The Diocese of Monterey has closed Good Shepherd Catholic School in Santa Cruz.
The superintendent says it’s due to ongoing funding and enrollment problems but parents disagree and say they’ve lost faith in their diocese.
“I know that there will be some who wish to appeal this decision or ask me to keep the school open for another year, but regretfully this decision is final,” the statement said.
Parents say they were told the school would remain open if they met the Monterey Diocese enrollment goal of 90 students by June 30 but the district said they never met the criteria.
“We were able to raise $20,000 in just a couple of days; a day in a half so we’re getting so close then we do have an endowment,” said Ayla Smith, Good Shepherd Catholic School Parent Club President Seven Steering Committee Chair.
“We were going off with what was at hand and even with the donations that were received and the pledges that were received, it didn’t meet the $20,000 level. We do have an endowment but it’s a permanently restricted endowment where we can’t use the principle,” said Kimberly Chang, the Diocese of Monterey School Superintendent.
“As parents, they didn’t do us justice but as kids, they didn’t do them justice either. They didn’t get to say goodbye to their friends,” parent Amber Artiaga said.
The Diocese is offering $500 scholarships for Good Shepherd students who enroll in one of the other Catholic schools in the community, but some parents say they’ve lost their faith in the Diocese because they offered false hope of keeping the school open.
“If I do another Catholic School, it won’t be a Catholic school run through the [Diocese of Monterey County] because in my opinion. I can’t trust the diocese,” Smith said.
The superintendent plans to meet individually with each of the 20 staff members and teachers in the weeks to come to support their transition.
“But it’s hard to start over and it’s hard to leave a place where your heart is at, like I said, it’s my second family,” preschool director Kristen Barkman said.
There are rumors that the reason the school closed was so the diocese could sell the property but the superintendent said they have not made any plans for the property or for the land.
The above comes from a July story on KSBW-8 news.
Get used to it. More schools and parishes will close in the next decade. And if you work for the church, if your livelihood depends on church employment, you’d better have a backup plan or a rich uncle.
School Choice is a virtual panacea for schools public and private. It is also the solution to fake parish claims of financial shortfall.

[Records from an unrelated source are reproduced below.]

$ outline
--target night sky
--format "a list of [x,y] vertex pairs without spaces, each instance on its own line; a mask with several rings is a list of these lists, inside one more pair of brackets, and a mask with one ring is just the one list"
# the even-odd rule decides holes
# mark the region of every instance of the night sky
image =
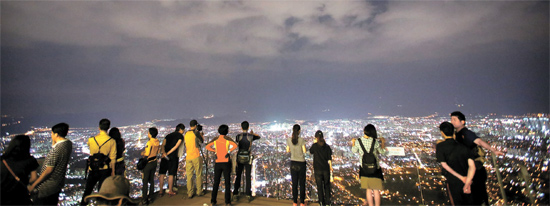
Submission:
[[548,1],[1,1],[1,113],[549,112]]

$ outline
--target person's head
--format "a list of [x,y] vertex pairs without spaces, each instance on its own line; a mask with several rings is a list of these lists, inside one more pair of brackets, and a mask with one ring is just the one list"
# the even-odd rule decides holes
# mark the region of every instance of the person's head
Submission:
[[218,127],[218,133],[221,135],[227,135],[227,133],[229,133],[229,127],[225,124],[220,125],[220,127]]
[[248,127],[249,127],[249,126],[250,126],[250,124],[248,124],[247,121],[244,121],[244,122],[241,123],[241,128],[242,128],[243,130],[248,130]]
[[363,129],[363,133],[368,137],[372,137],[375,139],[378,138],[378,135],[376,134],[376,128],[372,124],[368,124],[367,126],[365,126],[365,128]]
[[321,146],[325,145],[325,137],[323,136],[323,132],[321,130],[317,130],[315,132],[315,139],[317,139],[317,143]]
[[59,123],[52,127],[52,137],[54,134],[57,134],[57,136],[65,138],[67,134],[69,133],[69,125],[67,123]]
[[453,113],[451,113],[451,123],[455,128],[461,129],[462,127],[466,126],[466,116],[464,116],[462,112],[454,111]]
[[109,137],[112,137],[116,141],[122,139],[122,135],[120,134],[120,130],[118,130],[118,128],[116,128],[116,127],[113,127],[109,130]]
[[442,122],[439,125],[439,130],[441,131],[441,135],[443,138],[452,138],[455,133],[455,127],[450,122]]
[[300,125],[295,124],[292,126],[292,144],[298,144],[298,137],[300,135]]
[[183,123],[179,123],[179,124],[176,126],[176,132],[179,132],[179,133],[182,133],[182,134],[183,134],[183,131],[185,131],[185,125],[183,125]]
[[151,138],[157,138],[158,134],[159,134],[159,130],[156,127],[149,128],[149,135]]
[[31,156],[31,139],[27,135],[17,135],[11,139],[2,158],[23,159]]
[[111,127],[111,121],[109,121],[108,119],[101,119],[99,121],[99,130],[106,132],[107,130],[109,130],[110,127]]
[[98,193],[86,196],[84,201],[95,199],[98,205],[119,205],[120,203],[136,203],[130,198],[130,181],[124,176],[109,176],[101,184]]
[[195,127],[197,126],[197,124],[199,124],[199,122],[197,122],[196,119],[191,120],[191,121],[189,122],[189,126],[190,126],[191,128],[195,128]]

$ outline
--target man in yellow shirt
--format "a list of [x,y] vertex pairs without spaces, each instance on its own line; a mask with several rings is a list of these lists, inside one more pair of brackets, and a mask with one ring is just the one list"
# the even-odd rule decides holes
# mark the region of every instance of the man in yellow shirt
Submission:
[[87,167],[89,174],[86,179],[86,189],[82,195],[81,204],[85,205],[86,196],[92,194],[95,185],[99,182],[98,188],[101,188],[103,180],[109,176],[115,175],[116,163],[116,141],[109,137],[107,130],[111,127],[111,121],[102,119],[99,121],[99,134],[88,139],[88,147],[90,147],[90,155],[101,153],[110,159],[108,164],[103,165],[97,170]]
[[200,144],[204,142],[202,127],[198,124],[197,120],[191,120],[189,123],[191,127],[187,133],[185,133],[184,141],[187,157],[185,159],[185,169],[187,170],[187,196],[193,198],[192,177],[193,173],[196,175],[196,195],[202,196],[202,164],[203,159],[200,155]]

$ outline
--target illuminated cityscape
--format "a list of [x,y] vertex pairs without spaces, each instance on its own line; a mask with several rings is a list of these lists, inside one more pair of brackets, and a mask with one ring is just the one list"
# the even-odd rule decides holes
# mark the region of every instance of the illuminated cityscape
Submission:
[[[536,204],[549,204],[548,163],[550,149],[550,123],[547,114],[524,116],[499,116],[494,114],[467,117],[467,127],[476,132],[490,145],[506,151],[504,157],[496,159],[498,171],[502,175],[507,202],[502,198],[492,158],[486,163],[488,191],[491,204],[524,204],[535,199]],[[175,120],[154,120],[138,125],[118,127],[126,141],[126,176],[132,184],[131,196],[141,196],[141,171],[135,168],[139,153],[147,141],[149,127],[159,129],[159,139],[173,131]],[[367,119],[335,119],[322,121],[287,120],[285,122],[251,123],[251,129],[261,136],[253,144],[255,154],[253,166],[253,194],[270,198],[291,198],[289,171],[290,155],[285,153],[285,139],[290,136],[293,124],[302,126],[302,137],[306,147],[313,143],[315,131],[325,133],[327,143],[333,150],[334,182],[333,202],[337,204],[361,204],[365,197],[360,189],[357,155],[351,153],[351,139],[362,135],[367,124],[374,124],[378,135],[386,138],[389,147],[403,147],[405,156],[382,156],[381,166],[385,178],[382,204],[442,205],[449,204],[445,193],[445,179],[439,164],[435,161],[435,144],[442,139],[438,125],[449,121],[446,115],[426,117],[375,116]],[[199,120],[200,122],[200,120]],[[188,124],[187,122],[183,122]],[[240,130],[240,121],[228,124],[230,137]],[[217,136],[218,125],[204,125],[206,140]],[[84,190],[84,167],[88,154],[86,139],[98,133],[96,128],[71,128],[68,138],[73,142],[74,153],[69,165],[65,188],[60,195],[62,205],[76,205]],[[34,128],[27,132],[32,139],[32,154],[44,157],[51,148],[49,128]],[[4,150],[14,134],[3,136],[1,149]],[[204,152],[204,151],[203,151]],[[208,190],[212,188],[213,159],[204,153],[208,160]],[[185,158],[185,157],[183,157]],[[316,184],[312,176],[312,156],[306,155],[307,199],[317,200]],[[178,174],[185,174],[184,161],[180,161]],[[520,168],[525,166],[529,180],[523,179]],[[158,177],[158,175],[157,175]],[[233,176],[234,177],[234,176]],[[186,177],[178,178],[178,185],[186,183]],[[158,190],[158,179],[155,184]],[[530,183],[530,184],[529,184]],[[222,184],[223,185],[223,184]],[[530,189],[528,189],[530,188]],[[531,191],[531,193],[529,193]]]

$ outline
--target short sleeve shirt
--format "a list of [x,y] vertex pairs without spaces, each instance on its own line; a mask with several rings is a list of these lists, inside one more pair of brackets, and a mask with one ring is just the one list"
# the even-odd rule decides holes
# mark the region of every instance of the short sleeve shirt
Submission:
[[250,133],[241,133],[236,137],[237,144],[239,145],[239,150],[248,150],[252,144],[251,141],[260,139],[260,136],[253,135]]
[[[181,140],[183,144],[183,135],[179,132],[172,132],[164,138],[164,152],[168,153]],[[178,152],[174,151],[168,155],[170,159],[178,159]]]
[[474,143],[477,138],[479,137],[466,127],[462,128],[456,133],[456,141],[466,145],[466,147],[470,149],[473,149],[477,146],[476,143]]
[[326,143],[321,146],[319,143],[311,145],[309,152],[313,154],[313,170],[330,171],[329,160],[332,160],[332,149]]
[[[456,142],[454,139],[447,139],[437,144],[435,148],[437,162],[447,163],[450,168],[462,176],[468,174],[468,159],[473,159],[473,153],[466,146]],[[461,181],[448,172],[444,172],[443,174],[447,180]]]
[[70,140],[57,142],[50,150],[46,160],[44,160],[40,174],[46,170],[46,167],[53,167],[53,172],[37,186],[39,198],[61,191],[61,188],[65,185],[65,174],[67,173],[67,165],[71,159],[72,151],[73,143]]
[[296,145],[292,144],[292,138],[286,140],[287,146],[290,148],[290,161],[305,162],[306,158],[302,147],[306,145],[306,141],[303,138],[298,138]]

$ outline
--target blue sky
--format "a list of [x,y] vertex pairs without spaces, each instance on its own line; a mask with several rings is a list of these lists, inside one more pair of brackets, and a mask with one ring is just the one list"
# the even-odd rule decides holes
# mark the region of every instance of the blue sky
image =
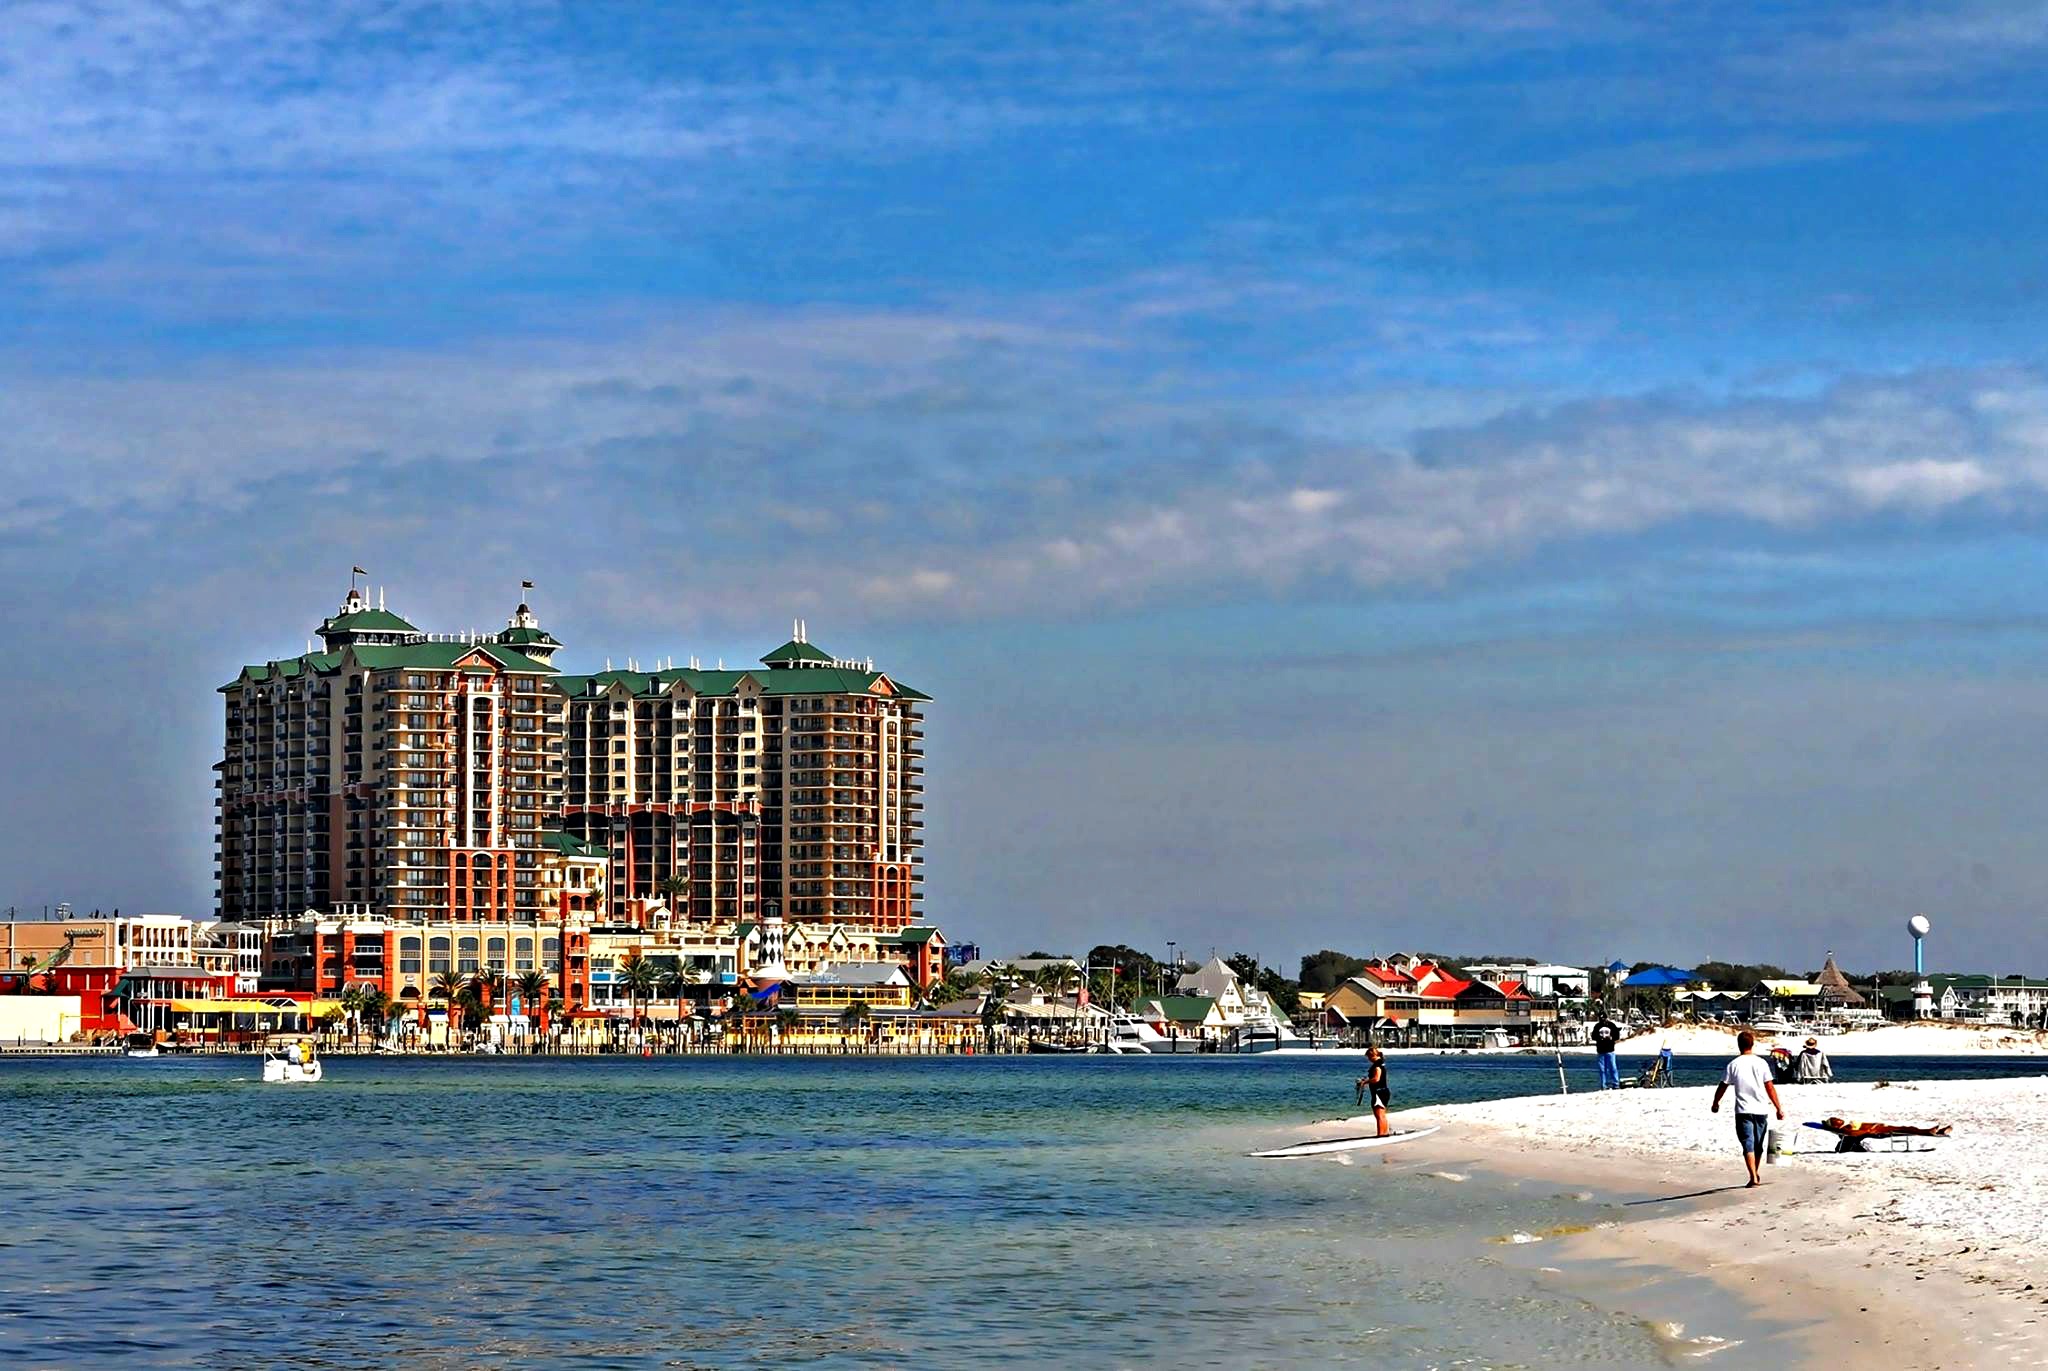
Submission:
[[6,19],[0,901],[360,563],[874,655],[991,950],[2048,969],[2048,7]]

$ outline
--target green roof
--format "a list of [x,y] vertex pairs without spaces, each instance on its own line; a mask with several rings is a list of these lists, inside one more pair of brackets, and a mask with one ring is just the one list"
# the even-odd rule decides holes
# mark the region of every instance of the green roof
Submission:
[[897,929],[894,933],[884,933],[881,937],[876,938],[875,941],[878,943],[898,943],[909,947],[922,947],[930,942],[932,936],[938,931],[936,928],[928,928],[923,924],[909,924]]
[[606,857],[611,855],[609,848],[599,847],[587,838],[579,838],[574,833],[565,833],[559,828],[542,829],[540,845],[553,848],[565,857]]
[[[369,611],[372,614],[377,610]],[[360,616],[350,616],[360,617]],[[355,659],[372,671],[389,671],[398,667],[420,667],[428,670],[445,671],[453,667],[472,652],[481,652],[507,671],[537,673],[552,676],[555,668],[545,662],[535,661],[514,648],[501,647],[496,643],[392,643],[389,645],[351,644],[334,652],[310,652],[303,657],[289,657],[283,661],[266,662],[259,666],[245,666],[242,674],[222,686],[232,690],[244,681],[260,683],[271,680],[288,681],[308,671],[325,674],[339,669],[342,661],[353,654]]]
[[386,609],[359,609],[337,614],[320,625],[322,633],[417,633],[405,620]]
[[[555,683],[569,695],[602,695],[614,685],[623,685],[634,695],[659,695],[677,681],[688,685],[699,695],[730,695],[739,688],[741,681],[751,679],[761,688],[763,695],[780,697],[866,695],[882,676],[879,671],[831,666],[811,667],[804,671],[704,671],[676,667],[665,671],[598,671],[583,676],[559,676]],[[931,699],[923,691],[912,690],[901,681],[892,679],[889,685],[899,699]]]
[[792,638],[781,647],[761,659],[763,666],[782,666],[789,662],[830,662],[832,654],[823,648],[812,647]]
[[498,641],[512,647],[518,647],[522,643],[546,643],[550,647],[561,646],[561,643],[556,641],[554,635],[544,628],[508,628],[498,634]]

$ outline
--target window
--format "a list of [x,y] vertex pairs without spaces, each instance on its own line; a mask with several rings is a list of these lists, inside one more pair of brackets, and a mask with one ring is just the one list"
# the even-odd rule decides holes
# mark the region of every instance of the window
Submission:
[[521,938],[512,945],[512,966],[517,971],[533,970],[533,939]]
[[484,943],[484,956],[485,960],[490,963],[491,970],[502,974],[505,970],[505,940],[503,938],[491,938],[486,941]]
[[465,976],[476,973],[476,939],[463,937],[455,948],[455,969]]
[[540,940],[540,957],[543,970],[560,971],[562,969],[562,940],[560,938],[542,938]]
[[401,976],[420,974],[420,940],[400,938],[398,940],[398,973]]
[[436,973],[450,969],[448,965],[448,940],[446,938],[432,938],[428,940],[427,969]]

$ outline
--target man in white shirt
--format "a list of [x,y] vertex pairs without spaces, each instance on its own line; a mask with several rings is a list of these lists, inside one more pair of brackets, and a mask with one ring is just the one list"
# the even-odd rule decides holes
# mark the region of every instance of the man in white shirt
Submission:
[[1770,1136],[1771,1115],[1775,1113],[1782,1122],[1785,1106],[1778,1103],[1778,1087],[1771,1083],[1771,1064],[1756,1055],[1756,1034],[1743,1029],[1735,1035],[1735,1045],[1742,1049],[1742,1055],[1729,1062],[1728,1069],[1721,1073],[1721,1084],[1714,1091],[1714,1112],[1721,1112],[1722,1097],[1733,1090],[1735,1137],[1742,1144],[1749,1184],[1758,1186],[1764,1183],[1757,1173],[1757,1164],[1764,1159],[1764,1139]]

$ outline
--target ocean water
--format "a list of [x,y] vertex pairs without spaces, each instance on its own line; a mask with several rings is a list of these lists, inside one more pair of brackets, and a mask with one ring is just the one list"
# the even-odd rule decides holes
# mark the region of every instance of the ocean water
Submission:
[[[1697,1080],[1718,1069],[1682,1065]],[[1313,1055],[371,1057],[282,1087],[248,1058],[0,1059],[0,1364],[1674,1356],[1501,1243],[1605,1221],[1611,1203],[1452,1182],[1401,1148],[1353,1165],[1243,1155],[1353,1113],[1359,1069]],[[1393,1069],[1401,1106],[1556,1084],[1534,1058]],[[1590,1061],[1569,1069],[1591,1086]],[[1714,1364],[1770,1364],[1763,1351]]]

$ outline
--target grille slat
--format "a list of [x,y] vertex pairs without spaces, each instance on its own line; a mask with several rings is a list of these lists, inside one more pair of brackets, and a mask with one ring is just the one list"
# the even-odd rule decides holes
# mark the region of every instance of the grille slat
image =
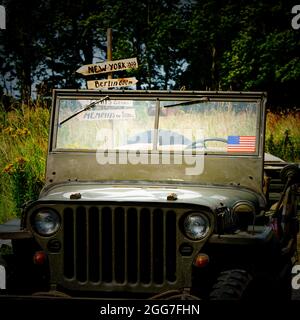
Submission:
[[97,208],[92,207],[89,210],[89,253],[88,253],[88,270],[89,270],[89,279],[92,282],[98,282],[100,280],[100,247],[101,247],[101,238],[100,238],[100,215]]
[[102,210],[102,281],[112,282],[112,213],[110,208]]
[[150,283],[150,274],[152,271],[151,265],[151,255],[152,255],[152,246],[151,246],[151,237],[152,237],[152,223],[151,215],[149,209],[140,210],[140,233],[139,233],[139,244],[140,244],[140,281],[142,283]]
[[76,211],[76,277],[80,282],[87,280],[87,219],[85,208]]
[[118,283],[125,281],[125,213],[123,208],[117,208],[113,215],[114,222],[114,253],[113,266],[115,267],[114,280]]
[[[136,239],[136,248],[135,248],[135,253],[136,253],[136,281],[140,282],[141,281],[141,244],[140,244],[140,235],[141,235],[141,214],[137,214],[137,224],[136,224],[136,234],[135,234],[135,239]],[[129,248],[128,248],[129,250]]]
[[70,208],[65,209],[64,212],[64,274],[67,278],[71,279],[75,275],[74,270],[74,216],[73,210]]
[[163,283],[164,269],[164,230],[161,210],[153,211],[153,281]]
[[176,219],[160,208],[65,209],[65,277],[99,285],[175,282]]
[[[111,212],[110,215],[110,234],[111,234],[111,239],[110,239],[110,243],[111,243],[111,253],[110,253],[110,265],[111,265],[111,282],[115,281],[115,247],[116,247],[116,243],[115,243],[115,212],[114,210]],[[105,246],[105,243],[103,243],[103,246]],[[105,261],[104,261],[105,263]]]
[[128,281],[128,212],[125,211],[124,213],[124,281]]
[[130,208],[127,212],[127,277],[129,283],[138,281],[138,230],[137,210]]
[[176,246],[174,246],[174,239],[176,239],[176,213],[168,211],[166,215],[166,278],[174,282],[176,280]]

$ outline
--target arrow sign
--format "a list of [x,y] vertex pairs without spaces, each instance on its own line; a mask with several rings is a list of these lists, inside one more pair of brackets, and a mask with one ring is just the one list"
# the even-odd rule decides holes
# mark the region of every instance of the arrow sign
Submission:
[[95,64],[86,64],[77,69],[76,72],[88,76],[91,74],[107,73],[126,69],[136,69],[137,67],[137,58],[130,58],[123,60],[105,61]]
[[132,78],[119,78],[107,80],[90,80],[87,81],[88,89],[104,89],[112,87],[127,87],[133,86],[138,82],[135,77]]

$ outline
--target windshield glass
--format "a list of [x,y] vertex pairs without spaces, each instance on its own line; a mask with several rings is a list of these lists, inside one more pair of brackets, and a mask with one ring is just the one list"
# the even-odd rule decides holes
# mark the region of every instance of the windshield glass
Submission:
[[95,102],[59,99],[55,149],[229,155],[258,150],[257,102],[114,97]]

If I’ve learned anything working for the church, it’s don’t trust the diocesan bureaucracy. They dissemble. They’ll dissemble while they milk the faithful, and then they’ll double-cross you. These people learned the hard way. My advice: if it looks like a bad situation, cut the strings and walk away. Don’t fall for promises made by the bureaucracy that are only made to string you along and give you false hope. These people learned the hard way.